Family Films

film 4 of 5

Lorenzo’s Oil

Film Review by smarte May 29, 2015

From the Children’s Media Review:

When Augusto and Michaela Odone’s six-year-old begins to throw uncharacteristic tantrums, the couple turns to the medical world—then away from it, as the doctors’ answers grow less and less hopeful. George Miller (a medical doctor before he began his film career) directed this true story of little Lorenzo Odone’s extremely rare brain disease and his parents’ desperate do-it-yourself approach to undone medical research. So delicate a topic as illness and disability is treated with genuineness by the filmmaker, who creates extremely human, subjective, and vulnerable characters to inhabit the story.

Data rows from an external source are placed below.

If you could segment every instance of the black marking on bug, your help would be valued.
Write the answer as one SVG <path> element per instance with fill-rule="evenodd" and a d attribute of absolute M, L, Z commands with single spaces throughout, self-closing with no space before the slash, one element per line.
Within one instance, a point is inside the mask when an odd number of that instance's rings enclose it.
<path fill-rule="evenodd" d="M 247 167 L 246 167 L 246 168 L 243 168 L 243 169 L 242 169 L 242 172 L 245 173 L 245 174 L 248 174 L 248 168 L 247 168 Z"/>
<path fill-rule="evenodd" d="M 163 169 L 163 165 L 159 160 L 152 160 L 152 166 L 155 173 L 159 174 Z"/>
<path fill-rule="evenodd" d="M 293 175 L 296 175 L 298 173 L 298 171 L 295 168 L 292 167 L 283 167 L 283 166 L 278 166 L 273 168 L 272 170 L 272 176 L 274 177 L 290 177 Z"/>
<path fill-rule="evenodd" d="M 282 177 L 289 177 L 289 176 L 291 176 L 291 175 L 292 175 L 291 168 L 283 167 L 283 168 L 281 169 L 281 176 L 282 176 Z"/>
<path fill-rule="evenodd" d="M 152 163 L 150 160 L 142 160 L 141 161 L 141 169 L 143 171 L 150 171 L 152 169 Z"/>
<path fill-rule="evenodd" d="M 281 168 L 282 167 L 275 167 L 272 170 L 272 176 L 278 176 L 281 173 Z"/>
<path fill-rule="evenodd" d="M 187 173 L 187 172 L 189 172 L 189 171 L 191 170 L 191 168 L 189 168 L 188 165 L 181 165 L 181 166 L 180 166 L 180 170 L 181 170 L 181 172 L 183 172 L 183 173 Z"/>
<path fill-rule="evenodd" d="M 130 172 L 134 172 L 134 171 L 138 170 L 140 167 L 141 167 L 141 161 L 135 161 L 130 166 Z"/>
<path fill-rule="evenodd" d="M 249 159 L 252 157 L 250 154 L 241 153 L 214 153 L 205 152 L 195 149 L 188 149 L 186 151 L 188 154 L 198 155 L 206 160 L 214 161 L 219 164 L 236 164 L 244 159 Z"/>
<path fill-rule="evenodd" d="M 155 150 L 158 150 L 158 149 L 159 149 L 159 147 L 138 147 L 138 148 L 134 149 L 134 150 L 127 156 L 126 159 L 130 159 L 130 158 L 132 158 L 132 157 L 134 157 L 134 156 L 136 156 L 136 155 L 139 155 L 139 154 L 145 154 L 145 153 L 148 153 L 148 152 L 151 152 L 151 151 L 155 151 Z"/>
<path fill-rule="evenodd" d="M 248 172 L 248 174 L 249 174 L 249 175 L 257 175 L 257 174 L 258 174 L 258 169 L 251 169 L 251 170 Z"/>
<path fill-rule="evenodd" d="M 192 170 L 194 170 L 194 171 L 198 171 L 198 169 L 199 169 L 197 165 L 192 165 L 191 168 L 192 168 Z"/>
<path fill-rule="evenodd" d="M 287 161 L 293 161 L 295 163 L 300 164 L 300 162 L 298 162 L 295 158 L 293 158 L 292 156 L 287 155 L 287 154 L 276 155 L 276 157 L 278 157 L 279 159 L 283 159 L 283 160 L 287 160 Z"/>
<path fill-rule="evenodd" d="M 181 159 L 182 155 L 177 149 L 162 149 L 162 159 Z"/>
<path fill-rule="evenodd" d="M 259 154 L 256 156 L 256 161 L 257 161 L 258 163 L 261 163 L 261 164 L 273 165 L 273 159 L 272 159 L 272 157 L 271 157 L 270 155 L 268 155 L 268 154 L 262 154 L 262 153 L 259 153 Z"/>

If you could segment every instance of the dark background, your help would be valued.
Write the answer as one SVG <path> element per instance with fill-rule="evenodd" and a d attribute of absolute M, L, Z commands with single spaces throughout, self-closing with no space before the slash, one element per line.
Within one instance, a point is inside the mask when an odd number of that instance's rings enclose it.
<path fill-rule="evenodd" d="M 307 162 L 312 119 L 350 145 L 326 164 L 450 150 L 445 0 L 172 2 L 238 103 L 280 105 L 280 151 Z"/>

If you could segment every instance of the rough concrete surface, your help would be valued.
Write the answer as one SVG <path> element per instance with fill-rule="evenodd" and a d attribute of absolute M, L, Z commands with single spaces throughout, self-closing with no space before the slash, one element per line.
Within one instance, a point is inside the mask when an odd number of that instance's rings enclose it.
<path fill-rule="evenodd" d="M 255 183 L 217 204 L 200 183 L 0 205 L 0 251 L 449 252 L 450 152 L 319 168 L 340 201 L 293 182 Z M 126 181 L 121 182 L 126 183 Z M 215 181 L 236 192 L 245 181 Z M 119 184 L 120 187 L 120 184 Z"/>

While the performances of the adult leads are powerful, the figure of the sick and suffering child has its own unique force. The disturbing images may, depending on the individual viewer’s sensibilities, have one of two effects: they could be seen as a flaw in an otherwise uplifting piece, or as moments of real courage and substance in a potentially indulgent tragedy. In any case, as Lorenzo’s condition worsens, the depictions of the both the disabled child and the strained adults become more intense, and require quite a bit from the viewer, emotionally. Though possibly more about children than necessarily for them, the film’s affection for its own troubled characters certainly invites the sensitive viewer to follow those characters in their experiences toward even greater sensitivity.